Exclusif : la nouvelle carte des « zones agricoles défavorisées »

Redessinée l’année dernière, la nouvelle carte de France des « zones agricoles défavorisées » (autres que les zones de montagne) – dont la dernière version datait de 1976 – est officiellement entrée en vigueur ce matin. Demandée par la Cour des comptes de l’Union européenne pour « garantir une utilisation efficace des fonds de l’Union et l’égalité de traitement pour les agriculteurs dans l’ensemble de l’Union », la révision des critères de délimitation de ces zones a déclenché l’ire d’une partie des agriculteurs et des manifestations dans plusieurs départements l’an passé. Que faut-il en retenir ?
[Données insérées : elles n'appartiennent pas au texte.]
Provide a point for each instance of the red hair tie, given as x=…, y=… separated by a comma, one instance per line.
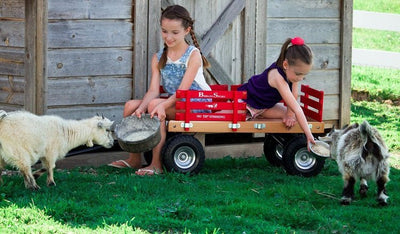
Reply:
x=297, y=41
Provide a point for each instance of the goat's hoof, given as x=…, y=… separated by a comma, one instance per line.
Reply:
x=363, y=191
x=345, y=201
x=33, y=187
x=382, y=202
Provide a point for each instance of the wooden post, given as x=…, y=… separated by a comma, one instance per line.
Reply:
x=345, y=72
x=35, y=56
x=140, y=50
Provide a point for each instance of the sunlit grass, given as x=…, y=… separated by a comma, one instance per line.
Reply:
x=385, y=6
x=227, y=196
x=380, y=83
x=376, y=39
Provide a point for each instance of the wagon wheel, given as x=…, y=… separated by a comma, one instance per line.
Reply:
x=298, y=161
x=274, y=145
x=184, y=154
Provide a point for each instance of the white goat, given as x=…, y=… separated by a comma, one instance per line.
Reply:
x=361, y=154
x=25, y=138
La carte des communes classées. Avertissement : La liste donnée par le gouvernement ne tient pas compte des dernières communes nouvelles créées en 2018-2019. Cette carte ne les prend donc pas en compte.Zoomer et dézoomer avec la molette de la souris. Cliquer sur le lien en forme de chaine, en bas à droite, pour lire la carte en plein écran.

14 210 communes classées
Un chiffre pour commencer. D’après une instruction technique du 5 juin 2018, le nouveau zonage – après prise en compte du critère d’homogénéité territoriale – permet à 14 210 communes françaises d’être classées « zones agricoles défavorisées » en 2019. Ce classement accorde notamment aux agriculteurs implantés dans ces communes des indemnités compensatoires de handicaps naturels (ICHN), financées par l’État (25 %) et par le Fonds européen agricole de développement rural (75 %) dans le cadre de la politique agricole commune (Pac). C’est, selon le ministère de l’Agriculture et de l’Alimentation, 3 781 communes supplémentaires par rapport au précédent zonage. Malgré cette augmentation, « l’enveloppe des ICHN reste la même » (un peu plus d’un milliard d’euros en 2017, ndlr), alerte Pierre Morel-À-L’Huisser, député UDI, Agir et Indépendants de Lozère.
Dans le détail, 5 074 communes dites « entrantes » intègrent le dispositif : le département de la Meuse passe ainsi de zéro commune classée à 407. À l’inverse, 1 293 communes, dites « sortantes », n’en bénéficient plus. Les agriculteurs du département des Landes sont ainsi les grands perdants de la révision des critères. De 170 communes classées, le département passe à zéro. Le nombre de communes classées dans le département des Deux-Sèvres, lui aussi, se réduit comme peau de chagrin : il en comptait 177 avant la réforme, seulement 16 aujourd’hui (lire Maire info du 7 février 2018). « Pour ces sortants, les conséquences financières peuvent être dramatiques, l’ICHN constituant souvent l’essentiel du revenu dégagé sur l’exploitation », déplorait la Coordination rurale, syndicat agricole, dans un communiqué daté du 11 juin 2018.
« Des dispositions transitoires [d’une durée de trois ans, ndlr], précise toutefois le règlement européen de 2013, devraient être adoptées en vue de faciliter la suppression progressive des paiements dans les zones qui, du fait de l’application de ces critères, ne seront plus considérées comme zones soumises à des contraintes naturelles ». Une sortie « en sifflet » que confirme Pierre Morel-À-L’Huissier. Interrogé par Maire info, ce bon connaisseur du dossier estime que « des compensations de l’État » seront nécessaires « pour accompagner les agriculteurs des zones déclassées ». « Je n’ai pas encore d’information sur les intentions du gouvernement », conclut-il.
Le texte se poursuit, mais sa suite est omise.